A Saudi man casts his vote at a polling station in Riyadh. (Rabih Moghrabi/AFP/Getty Images)
CAIRO - Saudi men began voting, Thursday, for municipal candidates running in the first stage of the kingdom's unprecedented nationwide vote. The Saudi government has begun a very cautious attempt to bring reform to the oil-rich country. Although voter turnout is reported to be very low, there is a new sense of optimism in the kingdom.

In trying to establish what the Saudi kingdom calls a mechanism for Saudi citizens to slowly begin a process of democratic reform, the first-ever municipal elections are being held in Saudi Arabia.

In the first part of a three-stage election, voting Thursday is only taking place in the capital, Riyadh.

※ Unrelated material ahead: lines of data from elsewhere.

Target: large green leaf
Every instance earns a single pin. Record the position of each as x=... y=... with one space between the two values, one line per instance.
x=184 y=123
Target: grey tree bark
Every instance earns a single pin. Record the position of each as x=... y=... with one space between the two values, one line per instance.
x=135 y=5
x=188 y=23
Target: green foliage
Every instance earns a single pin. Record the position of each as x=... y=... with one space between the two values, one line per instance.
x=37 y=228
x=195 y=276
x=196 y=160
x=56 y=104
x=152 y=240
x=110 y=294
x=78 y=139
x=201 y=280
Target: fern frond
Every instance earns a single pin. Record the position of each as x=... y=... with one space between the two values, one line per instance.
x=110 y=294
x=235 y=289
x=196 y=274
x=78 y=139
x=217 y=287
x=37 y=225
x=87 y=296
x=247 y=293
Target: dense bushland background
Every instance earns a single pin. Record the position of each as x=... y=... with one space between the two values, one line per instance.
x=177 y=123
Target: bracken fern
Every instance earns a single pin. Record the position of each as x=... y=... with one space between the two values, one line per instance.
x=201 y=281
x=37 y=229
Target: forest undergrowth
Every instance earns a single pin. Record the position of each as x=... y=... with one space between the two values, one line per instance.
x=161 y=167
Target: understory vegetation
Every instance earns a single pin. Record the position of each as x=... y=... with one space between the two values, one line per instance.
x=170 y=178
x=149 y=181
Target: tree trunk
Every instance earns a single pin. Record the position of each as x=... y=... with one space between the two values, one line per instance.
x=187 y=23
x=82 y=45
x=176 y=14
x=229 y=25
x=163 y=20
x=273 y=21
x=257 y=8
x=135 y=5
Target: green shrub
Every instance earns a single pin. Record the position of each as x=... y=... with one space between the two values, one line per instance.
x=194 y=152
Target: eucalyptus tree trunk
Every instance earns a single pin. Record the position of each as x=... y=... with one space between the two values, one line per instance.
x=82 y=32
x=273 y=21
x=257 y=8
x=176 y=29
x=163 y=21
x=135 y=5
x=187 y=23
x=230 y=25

Women cannot vote. Only about 150,000 men registered to vote in a city that contains a population of over four million.

According to Sami Baroudi, the head of the political science department at Lebanese-American University in Beirut, the small number of registered voters indicates a lack of interest in the process.

"People are not taking these elections seriously," Mr. Baroudi says. "Probably, they think that the municipal council is going to not have that much influence. So, it reflects that these elections are not really taken that seriously. And, again, not the whole council is elected. Half of it is elected. The other half is appointed by the government. So, it is not really a democratic way of choosing a municipal council. But it is a start."

The vote in Riyadh will be followed by municipal elections in the eastern and southern provinces of the kingdom, next month. Residents in northern and western Saudi Arabia will vote in April.

Even if voter interest remains low, Arab affairs expert and former Egyptian ambassador Abdullah al-Ashaal says a seed of democracy is being planted in Saudi Arabia.

"I think having elections in Saudi Arabia now is very important, because Saudi Arabia has normally had a different system, by which elections were not counted as one of the tools," Mr. al-Ashaal says. "So, introducing these elections, even if few numbers of people have been registering, there is a new phenomenon in Saudi. And, I think this is going to increase and develop. I am not worried about the small numbers."

While the public may not be taking the elections seriously, the candidates are. More than 1,800 candidates are vying for about 200 seats from the Riyadh area. Some contenders are reported to have spent millions of dollars campaigning.

The Saudi government says, following the municipal elections, it expects to hold provincial elections within four years.

Although political reform is not happening fast enough for many Saudi citizens, even the harshest critics of the elections have said a slow process is better than none at all.